I remember back in high school, first learning about what interest was. This was during a very simple math class. And, no, it wasn’t that long ago!
“Interest,” my teacher started to say as she looked over the class, “is simply the charge that banks make you pay during a loan.”
Actually, it made sense. I borrow money from a bank. I then owe the sum of the loan plus a fee for being able to borrow the money.
There was one issue I had…
“Mrs. Rodgers… how do banks figure out what the interest rates are for loans?”
And there it is, folks. The question that has boggled many consumers’ minds for decades.
“Well, it is based on the Fed Rate.”
Okay…what is the Fed Rate? And, how does this impact my loans and refinancing? And what is the difference between the Fed Rate, an APR and my loan interest?
Lots of questions!
Let’s get to some answers.
“Hi, I would like to refinance all of my loans to 0%”
You and me both!
At First Choice, we have had a lot of requests like this over the past few weeks. The Federal Reserve made the announcement to reduce the Fed Rate to 0% to 0.25%, and we have gotten calls, emails and Bat-signals more or less saying similar things.
But, what does the Fed dropping rates really mean to you?
The Fed Rate is actually a bank-to-bank rate that at times has a direct and an indirect influence on the rates you pay as a consumer.
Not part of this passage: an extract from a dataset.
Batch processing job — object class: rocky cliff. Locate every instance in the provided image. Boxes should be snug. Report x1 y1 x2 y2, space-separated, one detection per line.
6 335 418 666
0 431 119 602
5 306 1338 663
So, technically, while the Fed Rate is low, lower and even lower still, it does not 100% translate into lower mortgages rates, auto loans and personal loan rates.
Here is what I mean…
Everything tends to go in cycles in the financial industry. This is actually a blessing in disguise.
Let me explain this one…
When interest rates are down, or the Fed Rate is low, the cheapest way to borrow money is to borrow it on a variable rate component. The idea of variable rate is often expressed as “Prime +” something. However, as the Fed Rate rises, many consumers seek the more predictable Fixed Rate model.
At First Choice Federal Credit Union we have always been a proponent of Fixed Rates.
There are many reasons for this, but the biggest is that we like debt with a fixed payment and a fixed term. When you add variability into the equation it MAY be cheaper in the short-term, but adds more cost in the long-run.
Our motto is “simpler is better”.
When the Fed Rate is down some credit cards and some variable rate real estate loans (like lines of credit) payments could go down. This could save you money in the short-term.
However, with less money required, it doesn’t reduce your principle. As the Fed Rate rises, you have not reduced your obligation, so you will owe more in the long run.
The Fed Rate is a bank-to-bank rate.
This means it influences what banks can get in investments. This is why it has such an immediate impact on savings rates.
If banks are not able to invest money in short-term or long-term investments with a guaranteed return, they are not able to offer that to their customers (or members in our case).
The first casualty you will find after the Fed Rate lowered its rate is the CD market. It essentially became impossible to find a decent CD rate practically overnight.
This kind of cycle, lowered Fed Rate, certain markets’ rates disappear, encourages banks to put that money that they would otherwise invest out in loans. If they are unable to make money via investments, they will have to make money via interest earned by lending it out.
This lending practice is significantly riskier and at times the Fed has to prompt institutions to do this.
How is First Choice “different”
The above example is not the case at First Choice Federal Credit Union.
We lend the money out that you entrust to us to our members at already low loan rates.
We are able to do this because we keep our expenses down, and put that money out to you. It is our feeling that when we do that and treat you right, you will come back.
We understand that we could make money investing deposits. But, that doesn’t put the money in the place where it does the most good – in your pockets, taking care of your needs.
Our Promise To You When It Comes To Lending, The Fed & More
We are confident that if you shop around, you will find that we offer great rates to our members. And if you find something better, please let us know.
Yes, we do make money off of lending. We make money commensurate with our risk.
But, we are not motivated by profit.
We are, instead, motivated by service to our members and the sustainability of our organization to continue to meet the needs of our people.
What does the Fed Rate being at 0% mean to you?
The same things that it means when the Fed Rate is much higher:
Your credit union is here looking out for your best interests, and doing our best to deliver you the best rates right when you need them most.